Mahajan Ruhi, Shin Eun Kyong, Shaban-Nejad Arash, Langham Max R, Martin Michelle Y, Davis Robert L, Akbilgic Oguz
UTHSC-ORNL Center for Biomedical Informatics.
Department of Surgery, The University of Tennessee Health Science Center, Memphis, TN, USA.
Stud Health Technol Inform. 2018;255:80-84.

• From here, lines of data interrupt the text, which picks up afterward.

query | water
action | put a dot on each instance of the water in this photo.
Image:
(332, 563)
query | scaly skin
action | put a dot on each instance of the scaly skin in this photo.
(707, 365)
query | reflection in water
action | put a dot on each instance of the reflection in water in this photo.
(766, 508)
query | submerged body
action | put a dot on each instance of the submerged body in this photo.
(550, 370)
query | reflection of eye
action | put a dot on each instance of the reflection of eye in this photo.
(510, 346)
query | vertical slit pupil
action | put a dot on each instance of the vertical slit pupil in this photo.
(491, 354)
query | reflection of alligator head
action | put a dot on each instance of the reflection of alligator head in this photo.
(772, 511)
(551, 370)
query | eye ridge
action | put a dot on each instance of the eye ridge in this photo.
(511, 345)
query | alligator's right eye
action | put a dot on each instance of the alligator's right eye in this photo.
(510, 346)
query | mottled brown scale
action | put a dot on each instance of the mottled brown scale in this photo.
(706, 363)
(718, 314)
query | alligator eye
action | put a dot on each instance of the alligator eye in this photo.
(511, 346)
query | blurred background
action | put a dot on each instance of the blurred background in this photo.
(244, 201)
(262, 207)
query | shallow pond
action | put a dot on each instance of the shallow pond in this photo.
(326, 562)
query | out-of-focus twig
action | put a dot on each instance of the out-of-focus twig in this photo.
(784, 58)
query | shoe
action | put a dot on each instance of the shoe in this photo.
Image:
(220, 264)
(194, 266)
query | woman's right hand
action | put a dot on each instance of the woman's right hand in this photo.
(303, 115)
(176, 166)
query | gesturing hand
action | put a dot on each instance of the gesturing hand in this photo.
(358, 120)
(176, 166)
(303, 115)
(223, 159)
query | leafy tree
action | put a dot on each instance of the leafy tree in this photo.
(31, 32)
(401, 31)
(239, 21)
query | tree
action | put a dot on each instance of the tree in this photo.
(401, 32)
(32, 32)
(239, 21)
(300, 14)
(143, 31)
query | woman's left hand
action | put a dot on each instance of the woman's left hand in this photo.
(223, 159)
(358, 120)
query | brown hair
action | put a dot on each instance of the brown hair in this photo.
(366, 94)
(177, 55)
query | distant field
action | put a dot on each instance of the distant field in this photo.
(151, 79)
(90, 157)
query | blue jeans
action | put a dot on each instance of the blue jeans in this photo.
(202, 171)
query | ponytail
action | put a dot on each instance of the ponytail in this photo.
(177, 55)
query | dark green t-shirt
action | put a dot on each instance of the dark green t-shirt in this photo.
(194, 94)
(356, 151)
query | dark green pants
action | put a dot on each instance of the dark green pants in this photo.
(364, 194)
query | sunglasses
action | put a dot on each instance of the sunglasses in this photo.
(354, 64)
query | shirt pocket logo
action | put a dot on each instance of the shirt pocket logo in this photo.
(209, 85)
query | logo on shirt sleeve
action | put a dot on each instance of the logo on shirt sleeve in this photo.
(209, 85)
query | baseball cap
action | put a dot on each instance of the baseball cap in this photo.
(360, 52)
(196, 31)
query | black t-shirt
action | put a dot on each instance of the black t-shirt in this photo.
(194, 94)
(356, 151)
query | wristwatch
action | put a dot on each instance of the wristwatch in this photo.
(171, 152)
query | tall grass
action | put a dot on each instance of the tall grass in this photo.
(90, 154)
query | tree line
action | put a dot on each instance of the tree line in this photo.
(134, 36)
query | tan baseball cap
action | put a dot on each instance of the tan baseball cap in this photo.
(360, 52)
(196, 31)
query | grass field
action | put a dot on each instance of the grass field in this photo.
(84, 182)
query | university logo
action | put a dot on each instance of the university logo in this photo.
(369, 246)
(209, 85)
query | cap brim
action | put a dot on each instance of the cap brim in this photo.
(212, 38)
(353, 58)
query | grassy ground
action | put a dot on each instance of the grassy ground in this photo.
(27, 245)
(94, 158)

African American children are more than twice as likely as white American children to die after surgery, and have increased risk for longer hospital stays, post-surgical complications, and higher hospital costs. Prior research into disparities in pediatric surgery outcomes has not considered interactions between patient-level Clinical Risk Factors (CRFs) and population-level Social, Economic, and Environmental Factors (SEEFs) primarily due to the lack of integrated data sets. In this study, we analyze correlations between SEEFs and CRFs and correlations between CRFs and surgery outcomes. We used a dataset from a cohort of 460 surgical cases who underwent surgery at a children's hospital in Memphis, Tennessee in the United States. The analysis was conducted on 23 CRFs, 9 surgery outcomes, and 10 SEEFs and demographic variables. Our results show that population-level SEEFs are significantly associated with both patient-level CRFs and surgery outcomes. These findings may be important in the improved understanding of health disparities in pediatric surgery outcomes.
非裔美国儿童术后死亡的可能性是美国白人儿童的两倍多,且住院时间延长、术后并发症及住院费用增加的风险也更高。先前对儿科手术结果差异的研究未考虑患者层面的临床风险因素(CRF)与人群层面的社会、经济和环境因素(SEEF)之间的相互作用,主要原因是缺乏综合数据集。在本研究中,我们分析了SEEF与CRF之间的相关性以及CRF与手术结果之间的相关性。我们使用了来自美国田纳西州孟菲斯一家儿童医院的460例手术病例队列的数据集。对23个CRF、9个手术结果以及10个SEEF和人口统计学变量进行了分析。我们的结果表明,人群层面的SEEF与患者层面的CRF和手术结果均显著相关。这些发现对于更好地理解儿科手术结果中的健康差异可能具有重要意义。